/Jupyter-Notebooks-The-Weird-and-Wonderful

Materials for a British Library, Digital Scholarship "hack and yack" workshop.

Primary LanguageJupyter Notebook

Introduction to Jupyter Notebooks: the weird and the wonderful

DOI

Materials for a British Library, Digital Scholarship "hack and yack" workshop.

Aims

Depending on your starting point, you may focus only on a particular aim during this session:

  • Understand what a Jupyter notebook is and why they are used
  • How to (try) running notebooks someone else has created
  • Introduce some weird/wonderful stuff you can do with notebooks

Session format

Choose your own adventure! Depending on how familiar you are with the topic, you can choose to go through the material independently.

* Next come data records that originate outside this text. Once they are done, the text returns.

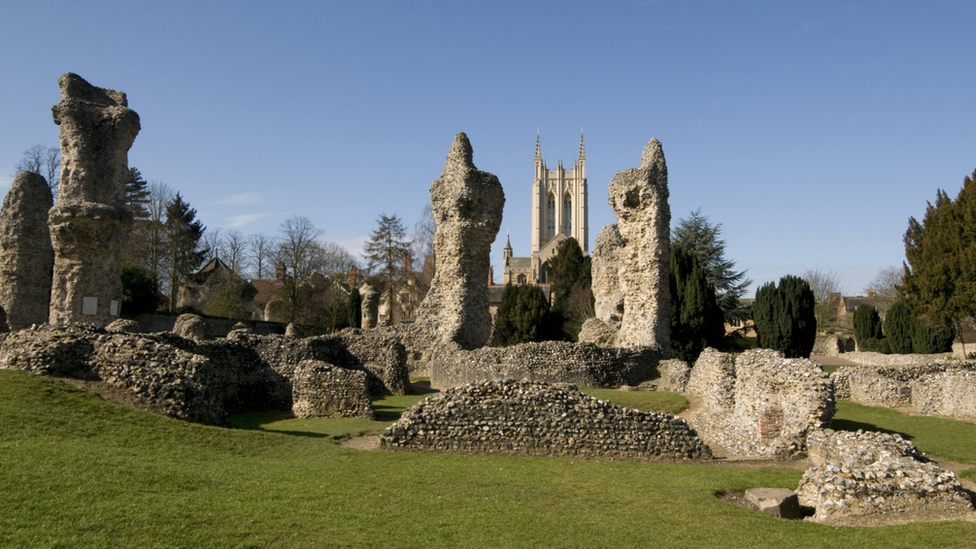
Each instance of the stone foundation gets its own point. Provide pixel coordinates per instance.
(760, 404)
(581, 364)
(540, 419)
(935, 389)
(865, 473)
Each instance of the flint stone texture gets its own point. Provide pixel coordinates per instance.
(193, 327)
(320, 389)
(467, 206)
(90, 224)
(867, 473)
(204, 381)
(26, 255)
(371, 306)
(935, 389)
(547, 361)
(637, 249)
(760, 404)
(540, 419)
(777, 502)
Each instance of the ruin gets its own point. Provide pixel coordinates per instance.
(858, 474)
(760, 404)
(936, 388)
(90, 223)
(467, 206)
(26, 255)
(630, 259)
(540, 419)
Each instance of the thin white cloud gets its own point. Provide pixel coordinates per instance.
(236, 221)
(242, 198)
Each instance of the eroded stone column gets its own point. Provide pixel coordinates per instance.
(640, 250)
(467, 207)
(90, 224)
(26, 256)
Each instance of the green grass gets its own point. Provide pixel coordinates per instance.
(954, 440)
(76, 471)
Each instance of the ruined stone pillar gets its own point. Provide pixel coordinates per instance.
(467, 206)
(640, 251)
(90, 224)
(26, 256)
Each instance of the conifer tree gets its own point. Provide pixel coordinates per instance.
(696, 319)
(784, 316)
(183, 233)
(899, 328)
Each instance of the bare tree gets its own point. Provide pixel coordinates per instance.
(44, 161)
(262, 249)
(301, 255)
(885, 286)
(424, 258)
(233, 251)
(824, 285)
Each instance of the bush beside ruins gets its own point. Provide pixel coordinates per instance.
(760, 403)
(532, 418)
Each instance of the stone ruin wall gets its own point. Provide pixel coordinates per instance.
(582, 364)
(90, 223)
(935, 389)
(467, 207)
(631, 260)
(204, 381)
(539, 419)
(867, 473)
(760, 404)
(26, 255)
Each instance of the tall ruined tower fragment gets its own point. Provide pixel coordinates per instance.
(90, 223)
(467, 204)
(631, 257)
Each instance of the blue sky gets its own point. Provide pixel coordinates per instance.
(810, 130)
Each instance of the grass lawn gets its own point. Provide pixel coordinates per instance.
(81, 472)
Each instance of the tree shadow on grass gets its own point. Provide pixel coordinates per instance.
(850, 425)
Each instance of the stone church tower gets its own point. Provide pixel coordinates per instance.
(560, 210)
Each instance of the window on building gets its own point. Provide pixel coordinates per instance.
(567, 215)
(551, 217)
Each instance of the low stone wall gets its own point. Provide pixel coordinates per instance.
(759, 404)
(202, 381)
(582, 364)
(540, 419)
(323, 390)
(867, 473)
(939, 388)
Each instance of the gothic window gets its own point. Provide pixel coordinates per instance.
(567, 215)
(551, 217)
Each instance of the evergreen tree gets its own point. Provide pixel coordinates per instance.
(355, 312)
(139, 291)
(899, 328)
(784, 316)
(940, 266)
(696, 319)
(867, 323)
(702, 238)
(569, 274)
(523, 315)
(183, 233)
(385, 250)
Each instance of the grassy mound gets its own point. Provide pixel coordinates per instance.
(81, 472)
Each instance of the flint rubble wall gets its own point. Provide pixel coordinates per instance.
(540, 419)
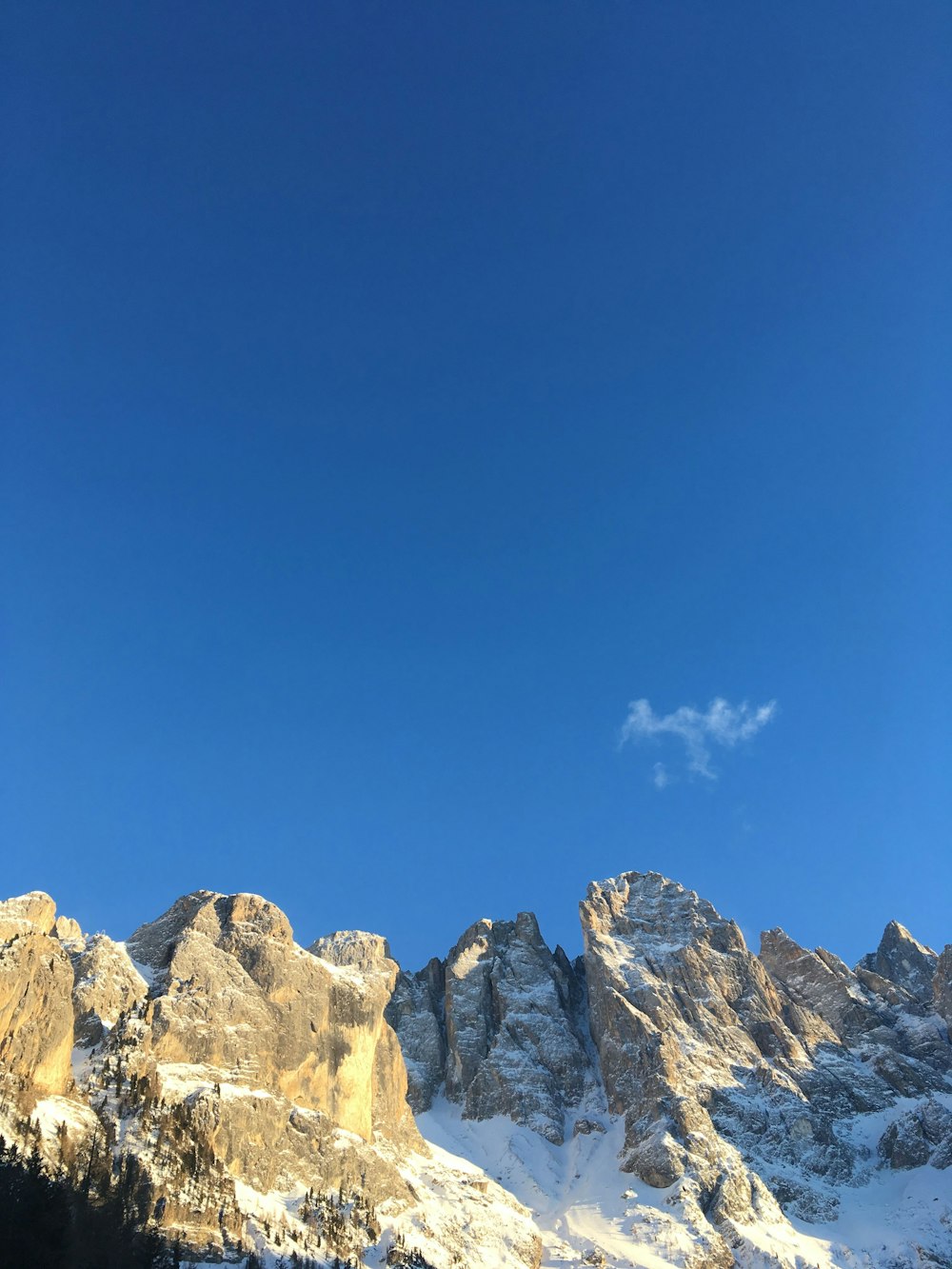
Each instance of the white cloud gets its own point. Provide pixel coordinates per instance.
(722, 724)
(661, 777)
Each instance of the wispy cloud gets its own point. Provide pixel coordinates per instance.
(661, 777)
(722, 724)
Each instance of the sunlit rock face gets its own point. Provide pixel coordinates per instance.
(235, 993)
(680, 1008)
(36, 1005)
(741, 1089)
(33, 914)
(499, 1025)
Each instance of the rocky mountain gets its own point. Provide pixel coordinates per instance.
(668, 1098)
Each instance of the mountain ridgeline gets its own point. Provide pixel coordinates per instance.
(666, 1098)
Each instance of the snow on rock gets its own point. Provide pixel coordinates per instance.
(672, 1100)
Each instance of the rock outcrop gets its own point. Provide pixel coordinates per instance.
(235, 993)
(36, 983)
(499, 1024)
(239, 1066)
(106, 986)
(902, 961)
(680, 1006)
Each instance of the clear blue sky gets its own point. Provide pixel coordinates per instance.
(394, 392)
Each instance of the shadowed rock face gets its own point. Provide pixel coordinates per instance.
(106, 986)
(678, 1006)
(902, 961)
(270, 1066)
(499, 1024)
(942, 985)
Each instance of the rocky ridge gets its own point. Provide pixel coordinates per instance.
(750, 1100)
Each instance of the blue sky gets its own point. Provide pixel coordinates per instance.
(392, 393)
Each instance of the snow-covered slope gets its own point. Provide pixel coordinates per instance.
(669, 1100)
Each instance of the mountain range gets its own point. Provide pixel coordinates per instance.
(668, 1098)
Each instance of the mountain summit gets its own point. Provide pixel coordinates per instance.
(668, 1098)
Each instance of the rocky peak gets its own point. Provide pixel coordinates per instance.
(354, 949)
(32, 911)
(228, 921)
(904, 961)
(499, 1024)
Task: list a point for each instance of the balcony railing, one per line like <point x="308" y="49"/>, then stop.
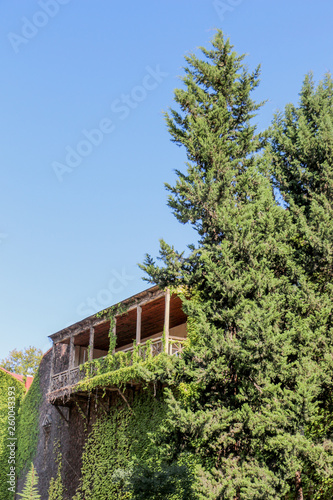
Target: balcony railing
<point x="153" y="347"/>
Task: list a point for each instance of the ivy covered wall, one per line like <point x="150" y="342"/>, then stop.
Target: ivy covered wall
<point x="121" y="442"/>
<point x="13" y="389"/>
<point x="28" y="430"/>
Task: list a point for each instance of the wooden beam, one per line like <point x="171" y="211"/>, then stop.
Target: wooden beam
<point x="138" y="324"/>
<point x="52" y="365"/>
<point x="61" y="414"/>
<point x="166" y="320"/>
<point x="91" y="343"/>
<point x="71" y="353"/>
<point x="114" y="333"/>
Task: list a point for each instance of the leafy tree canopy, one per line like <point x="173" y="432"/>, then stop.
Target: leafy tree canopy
<point x="23" y="362"/>
<point x="250" y="389"/>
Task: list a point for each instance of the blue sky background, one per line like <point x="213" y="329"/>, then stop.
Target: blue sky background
<point x="70" y="248"/>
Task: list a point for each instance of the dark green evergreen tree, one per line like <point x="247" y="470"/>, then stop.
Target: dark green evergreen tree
<point x="301" y="154"/>
<point x="246" y="387"/>
<point x="30" y="491"/>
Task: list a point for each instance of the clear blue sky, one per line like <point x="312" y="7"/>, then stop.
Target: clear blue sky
<point x="71" y="236"/>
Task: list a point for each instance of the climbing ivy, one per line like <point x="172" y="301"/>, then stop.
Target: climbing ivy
<point x="7" y="383"/>
<point x="27" y="435"/>
<point x="119" y="443"/>
<point x="56" y="488"/>
<point x="126" y="367"/>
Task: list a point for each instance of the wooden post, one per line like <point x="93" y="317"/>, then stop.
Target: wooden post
<point x="52" y="365"/>
<point x="71" y="353"/>
<point x="114" y="333"/>
<point x="91" y="343"/>
<point x="138" y="324"/>
<point x="166" y="320"/>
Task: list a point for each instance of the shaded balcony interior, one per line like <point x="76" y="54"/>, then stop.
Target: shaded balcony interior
<point x="149" y="316"/>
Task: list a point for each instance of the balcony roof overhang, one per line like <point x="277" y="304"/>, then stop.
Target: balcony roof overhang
<point x="101" y="324"/>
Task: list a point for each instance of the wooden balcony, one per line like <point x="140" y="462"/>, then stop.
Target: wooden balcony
<point x="63" y="383"/>
<point x="148" y="314"/>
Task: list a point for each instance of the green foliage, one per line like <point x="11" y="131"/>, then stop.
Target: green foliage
<point x="122" y="368"/>
<point x="24" y="362"/>
<point x="56" y="488"/>
<point x="255" y="376"/>
<point x="9" y="388"/>
<point x="173" y="482"/>
<point x="300" y="152"/>
<point x="110" y="313"/>
<point x="118" y="443"/>
<point x="28" y="430"/>
<point x="30" y="491"/>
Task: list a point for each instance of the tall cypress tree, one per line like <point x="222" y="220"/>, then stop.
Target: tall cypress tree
<point x="300" y="151"/>
<point x="243" y="392"/>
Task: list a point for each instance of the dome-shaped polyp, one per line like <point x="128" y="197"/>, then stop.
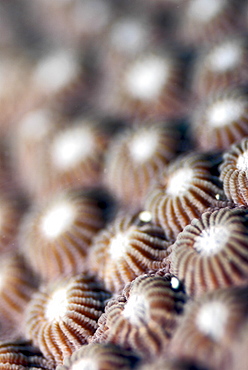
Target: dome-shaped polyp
<point x="63" y="315"/>
<point x="143" y="318"/>
<point x="212" y="251"/>
<point x="185" y="189"/>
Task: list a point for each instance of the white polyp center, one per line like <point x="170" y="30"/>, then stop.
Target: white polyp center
<point x="242" y="162"/>
<point x="136" y="310"/>
<point x="205" y="10"/>
<point x="180" y="181"/>
<point x="57" y="220"/>
<point x="145" y="216"/>
<point x="72" y="146"/>
<point x="143" y="146"/>
<point x="35" y="125"/>
<point x="211" y="320"/>
<point x="146" y="78"/>
<point x="119" y="245"/>
<point x="85" y="364"/>
<point x="225" y="57"/>
<point x="132" y="31"/>
<point x="57" y="305"/>
<point x="55" y="71"/>
<point x="175" y="282"/>
<point x="224" y="112"/>
<point x="212" y="240"/>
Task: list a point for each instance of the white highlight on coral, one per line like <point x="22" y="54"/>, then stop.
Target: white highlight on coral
<point x="211" y="320"/>
<point x="212" y="240"/>
<point x="57" y="220"/>
<point x="175" y="282"/>
<point x="180" y="181"/>
<point x="242" y="162"/>
<point x="71" y="146"/>
<point x="118" y="246"/>
<point x="145" y="216"/>
<point x="143" y="146"/>
<point x="57" y="305"/>
<point x="146" y="78"/>
<point x="136" y="310"/>
<point x="225" y="57"/>
<point x="56" y="71"/>
<point x="225" y="112"/>
<point x="85" y="364"/>
<point x="203" y="11"/>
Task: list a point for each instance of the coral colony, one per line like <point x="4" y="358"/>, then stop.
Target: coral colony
<point x="124" y="184"/>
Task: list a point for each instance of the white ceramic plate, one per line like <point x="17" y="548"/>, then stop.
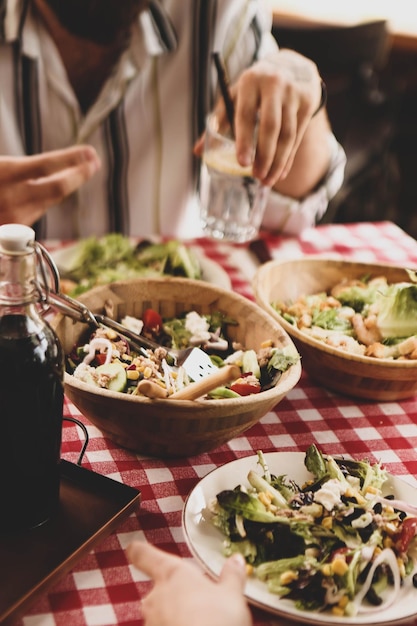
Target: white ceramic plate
<point x="211" y="271"/>
<point x="205" y="541"/>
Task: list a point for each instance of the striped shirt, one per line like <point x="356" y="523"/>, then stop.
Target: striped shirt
<point x="145" y="120"/>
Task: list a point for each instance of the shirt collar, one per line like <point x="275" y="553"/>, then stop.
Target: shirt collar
<point x="157" y="27"/>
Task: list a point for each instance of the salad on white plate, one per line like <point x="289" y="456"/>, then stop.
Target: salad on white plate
<point x="338" y="547"/>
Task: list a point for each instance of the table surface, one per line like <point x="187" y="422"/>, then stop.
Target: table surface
<point x="103" y="588"/>
<point x="402" y="20"/>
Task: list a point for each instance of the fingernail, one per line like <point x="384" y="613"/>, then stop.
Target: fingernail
<point x="238" y="560"/>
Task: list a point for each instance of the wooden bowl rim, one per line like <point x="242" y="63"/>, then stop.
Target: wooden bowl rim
<point x="311" y="341"/>
<point x="285" y="383"/>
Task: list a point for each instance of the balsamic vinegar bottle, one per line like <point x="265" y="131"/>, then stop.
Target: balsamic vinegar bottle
<point x="31" y="390"/>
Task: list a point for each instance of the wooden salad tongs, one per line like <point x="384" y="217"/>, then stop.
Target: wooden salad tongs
<point x="194" y="390"/>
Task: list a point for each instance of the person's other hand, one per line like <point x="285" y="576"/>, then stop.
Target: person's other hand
<point x="29" y="185"/>
<point x="281" y="93"/>
<point x="183" y="596"/>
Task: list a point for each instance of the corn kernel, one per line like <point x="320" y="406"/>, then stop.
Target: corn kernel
<point x="327" y="522"/>
<point x="338" y="610"/>
<point x="343" y="602"/>
<point x="326" y="569"/>
<point x="288" y="577"/>
<point x="265" y="498"/>
<point x="339" y="566"/>
<point x="401" y="567"/>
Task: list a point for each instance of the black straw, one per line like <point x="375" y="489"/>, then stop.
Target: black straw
<point x="224" y="88"/>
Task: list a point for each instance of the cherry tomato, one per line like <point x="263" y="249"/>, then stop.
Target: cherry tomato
<point x="245" y="388"/>
<point x="100" y="358"/>
<point x="152" y="320"/>
<point x="407" y="533"/>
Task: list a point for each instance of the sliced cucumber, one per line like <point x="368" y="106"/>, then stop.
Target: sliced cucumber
<point x="116" y="373"/>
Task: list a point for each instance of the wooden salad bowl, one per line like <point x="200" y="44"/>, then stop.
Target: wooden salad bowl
<point x="167" y="427"/>
<point x="343" y="372"/>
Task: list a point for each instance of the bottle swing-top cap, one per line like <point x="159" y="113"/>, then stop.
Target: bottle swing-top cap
<point x="16" y="237"/>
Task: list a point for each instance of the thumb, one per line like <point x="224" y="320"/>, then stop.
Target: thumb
<point x="233" y="573"/>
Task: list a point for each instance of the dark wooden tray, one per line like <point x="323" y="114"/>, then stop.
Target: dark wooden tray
<point x="91" y="506"/>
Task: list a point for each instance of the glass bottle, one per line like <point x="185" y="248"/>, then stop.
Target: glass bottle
<point x="31" y="389"/>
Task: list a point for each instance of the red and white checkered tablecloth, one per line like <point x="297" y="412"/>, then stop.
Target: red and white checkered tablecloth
<point x="103" y="589"/>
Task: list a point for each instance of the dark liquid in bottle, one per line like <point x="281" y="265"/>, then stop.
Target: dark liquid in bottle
<point x="31" y="401"/>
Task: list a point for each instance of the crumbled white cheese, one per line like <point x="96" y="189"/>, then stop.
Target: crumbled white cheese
<point x="198" y="326"/>
<point x="329" y="494"/>
<point x="132" y="323"/>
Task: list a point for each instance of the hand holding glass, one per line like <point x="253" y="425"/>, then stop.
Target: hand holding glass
<point x="232" y="201"/>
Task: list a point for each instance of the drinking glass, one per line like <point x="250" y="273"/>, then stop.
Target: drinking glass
<point x="232" y="201"/>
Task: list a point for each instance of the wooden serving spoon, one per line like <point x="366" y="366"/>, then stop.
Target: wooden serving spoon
<point x="194" y="390"/>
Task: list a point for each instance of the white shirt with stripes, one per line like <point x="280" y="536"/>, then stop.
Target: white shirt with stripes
<point x="145" y="120"/>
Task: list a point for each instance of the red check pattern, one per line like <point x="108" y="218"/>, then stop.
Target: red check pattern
<point x="103" y="589"/>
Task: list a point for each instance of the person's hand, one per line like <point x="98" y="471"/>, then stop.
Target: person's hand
<point x="29" y="185"/>
<point x="281" y="93"/>
<point x="183" y="596"/>
<point x="279" y="96"/>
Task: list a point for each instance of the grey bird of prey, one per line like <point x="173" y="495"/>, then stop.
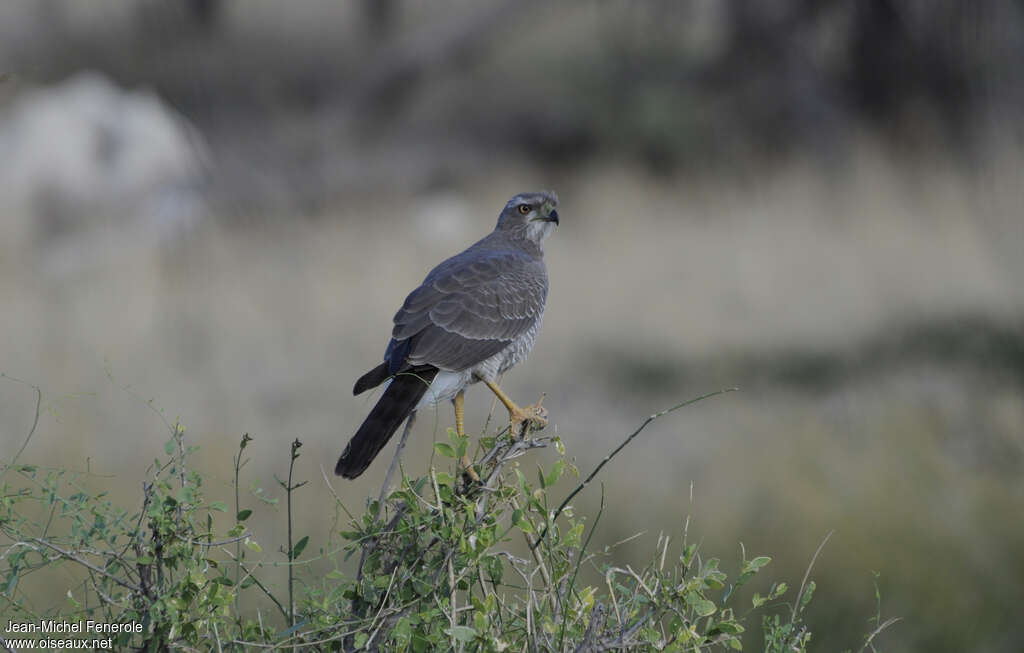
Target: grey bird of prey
<point x="472" y="318"/>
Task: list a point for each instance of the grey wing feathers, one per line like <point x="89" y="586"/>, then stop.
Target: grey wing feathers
<point x="471" y="307"/>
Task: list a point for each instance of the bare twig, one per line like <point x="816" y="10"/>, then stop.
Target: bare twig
<point x="807" y="574"/>
<point x="88" y="565"/>
<point x="397" y="455"/>
<point x="32" y="429"/>
<point x="619" y="448"/>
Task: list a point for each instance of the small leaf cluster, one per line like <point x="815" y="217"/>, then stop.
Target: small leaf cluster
<point x="438" y="563"/>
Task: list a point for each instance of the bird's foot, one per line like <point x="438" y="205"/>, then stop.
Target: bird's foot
<point x="527" y="419"/>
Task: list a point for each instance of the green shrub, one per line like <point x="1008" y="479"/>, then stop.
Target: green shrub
<point x="442" y="564"/>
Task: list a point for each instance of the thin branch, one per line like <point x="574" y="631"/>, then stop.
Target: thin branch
<point x="619" y="448"/>
<point x="35" y="421"/>
<point x="397" y="455"/>
<point x="88" y="565"/>
<point x="807" y="574"/>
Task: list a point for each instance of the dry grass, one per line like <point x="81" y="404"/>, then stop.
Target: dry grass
<point x="261" y="324"/>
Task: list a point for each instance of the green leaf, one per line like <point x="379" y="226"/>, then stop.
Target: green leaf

This page roughly starts with the basics and finishes with some more experimental approaches to using notebooks.

Alternatively, you can join a slightly more guided journey through some of the below material.

What is a Jupyter notebook?

If you don't know what a Jupyter notebook is or are only vaguely familiar you may want to start working through some of these resources:

How to try running notebooks someone else has created?

Since notebooks are being used increasingly to document research processes, demonstrate how to use tools and APIs, and create training material, it can often be helpful to run a notebook someone else has made. The difficulty of doing this ranges from easy to impossible. We'll look a little bit at some of the considerations in more detail in a moment.

What is a notebook?

This might seem like repetition when covered in the previous section but let's look at what a Jupyter notebook really is.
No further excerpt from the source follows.